Story Rating: 5 stars
Audio Rating: 5 stars
Narrator: Gary Furlong
Length: 11 hours, 22 minutes
Patrick’s life has always been a balancing act. Between the government and the gods, between his official job and his duties to his pack, between his present and his past. And so far, he’s been doing okay. With Jono at his side, with his pack’s support and with his friends, he’s managed. But now all of that is coming crashing down on his head. After the nightmare that was Paris, Patrick’s hidden identity isn’t so hidden anymore, and his family — his grandmother, his grandmother’s coven, an entire extended family of people who thought he was dead — wants to talk to him. They want to be part of his life, a life that’s now in ruins as Patrick is fired from his job for not disclosing his ties to Jono and the god pack.

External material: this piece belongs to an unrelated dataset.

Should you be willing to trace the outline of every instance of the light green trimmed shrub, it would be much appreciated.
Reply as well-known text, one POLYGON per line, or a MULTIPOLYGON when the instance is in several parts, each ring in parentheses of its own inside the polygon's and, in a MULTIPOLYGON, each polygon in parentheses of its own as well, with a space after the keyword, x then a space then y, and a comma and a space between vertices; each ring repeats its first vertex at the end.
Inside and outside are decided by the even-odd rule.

A job he needed not just for the money, but for the protection it offered them.
Then, the cherry on the shit sundae that Patrick didn’t ask for … he’s framed for murder. And while he’s innocent, he also can’t go to trial. Too much would come out, the web of lies protecting him is too fragile to face public scrutiny, especially with the Dominion Sect and the local demon knights already scenting blood in the water. Patrick has no choice but to do the unthinkable: Patrick has to ask the gods themselves to help.
This is the sixth book in the Soulbound series, and I think it’s one with the most tightly focused and dense plot of the series. Every little moment of foreshadowing in the previous five books is coming to a head, here. To fully enjoy this book, you need to have read the others — and frankly, the others in the series are just so very, very good. If you haven’t read them yet, why not? Go do that!

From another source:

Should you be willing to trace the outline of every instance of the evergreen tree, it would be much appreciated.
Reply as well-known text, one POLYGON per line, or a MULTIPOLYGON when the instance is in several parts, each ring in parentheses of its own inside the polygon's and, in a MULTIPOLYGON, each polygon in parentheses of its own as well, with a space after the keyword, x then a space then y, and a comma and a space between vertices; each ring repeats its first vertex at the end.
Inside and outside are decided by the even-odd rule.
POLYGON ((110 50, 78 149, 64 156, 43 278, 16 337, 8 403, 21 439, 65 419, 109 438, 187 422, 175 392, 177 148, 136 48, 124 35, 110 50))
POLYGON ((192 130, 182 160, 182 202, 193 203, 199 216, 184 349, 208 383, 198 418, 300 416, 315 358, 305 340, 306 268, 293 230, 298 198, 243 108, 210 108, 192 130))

Patrick has always been strong, always been able to dig out of himself that last little bit of raw rage and anger, to claw his way back to his feet and face down whatever hell is in front of him, mortal, shifter, vampire, or god. If he has to bleed, so be it, but he won’t be beaten down. When he breaks (and he does; no matter how strong he thinks he is or tries to be, Patrick is so very human), it’s in private, where he can be held in Jono’s arms, surrounded by the unshakable love, trust, and devotion the other man offers him. But in this book, Patrick faces a nightmare he never thought he’d have to see again.
In the second book of this series, Patrick was drugged and almost raped and killed in sacrifice for a goddess of death. The helplessness, the violation of his free will, and the fear took time to pass. It took acceptance of his own vulnerability and without Jono, Patrick would have simply compartmentalized, internalized, and tried to forget. So to have to face an emotionally similar situation as he’s possessed by a demon is absolutely traumatic for him. The soul deep violation, the spiritual pain, and the physical pain as he’s tortured, as his body is used against his will and hurt, leaves Patrick once again fragile and brittle and — along with his need to rely on the gods for help, knowing they’re only helping him for their own needs and not out of any regard or care for him — it tears him down, leaves marks on him that will take time to heal. Time he frankly doesn’t have.

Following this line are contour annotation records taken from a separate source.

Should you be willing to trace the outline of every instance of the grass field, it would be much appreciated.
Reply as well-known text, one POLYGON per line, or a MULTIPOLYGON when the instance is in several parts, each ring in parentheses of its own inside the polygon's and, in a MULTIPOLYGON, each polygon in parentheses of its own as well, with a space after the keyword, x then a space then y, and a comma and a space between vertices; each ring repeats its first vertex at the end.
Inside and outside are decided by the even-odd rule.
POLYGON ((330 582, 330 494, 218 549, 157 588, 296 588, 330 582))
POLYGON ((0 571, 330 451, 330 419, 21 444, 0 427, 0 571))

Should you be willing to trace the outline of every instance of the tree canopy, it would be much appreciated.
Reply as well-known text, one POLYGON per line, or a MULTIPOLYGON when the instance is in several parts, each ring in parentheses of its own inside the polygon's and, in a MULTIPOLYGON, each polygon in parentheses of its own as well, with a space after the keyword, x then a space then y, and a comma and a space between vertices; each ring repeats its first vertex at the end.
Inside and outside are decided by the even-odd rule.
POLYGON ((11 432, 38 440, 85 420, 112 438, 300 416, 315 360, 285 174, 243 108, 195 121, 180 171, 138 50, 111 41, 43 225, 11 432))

And it’s so well written, and so well narrated. Jono, too, has come into his own. There’s no more playing nice. There’s no more playing at all. He’s acknowledged Fenris, taken his place as god pack alpha of the city of New York, and anyone who thinks differently can face him in the challenge ring. Jono may seem like the softer of the pair, being more openly caring, being more friendly and inclined to make nice … but when Patrick is hurt, all bets are off. And I have a soft spot for watching smart, caring people go absolutely murderous on people who’ve hurt their loved ones.
It’s hard to wax enthusiastic about a book I honestly loved (I have both audio versions and ebook versions of this series). But to really get the full enjoyment out of this story you need to have read the others, to pick up on the absolute genius amounts of foreshadowing, Chekhov’s guns, and brilliant character building. And it’s only helped by the absolutely amazing Gary Furlong, who does the narration for the audio books. As I’ve mentioned in my previous reviews, the character list for these books is just huge. Different genders, ages, cultures, and species. Vampires, wolf shifters, dragons, gods, fae folk, possessed knights, mortals … if you’re able to, definitely try the audio book.
At eleven and a half hours long, it’s lengthy, but there’s never a slow spot in the book. It’s a lot of action, politics, emotional bonding moments between characters I’ve grown so fond of over the series, and a wedding. It’s so very fulfilling, and fun to try to find all the callbacks. There’s only one book in the series to go, and I can’t wait to see what happens next.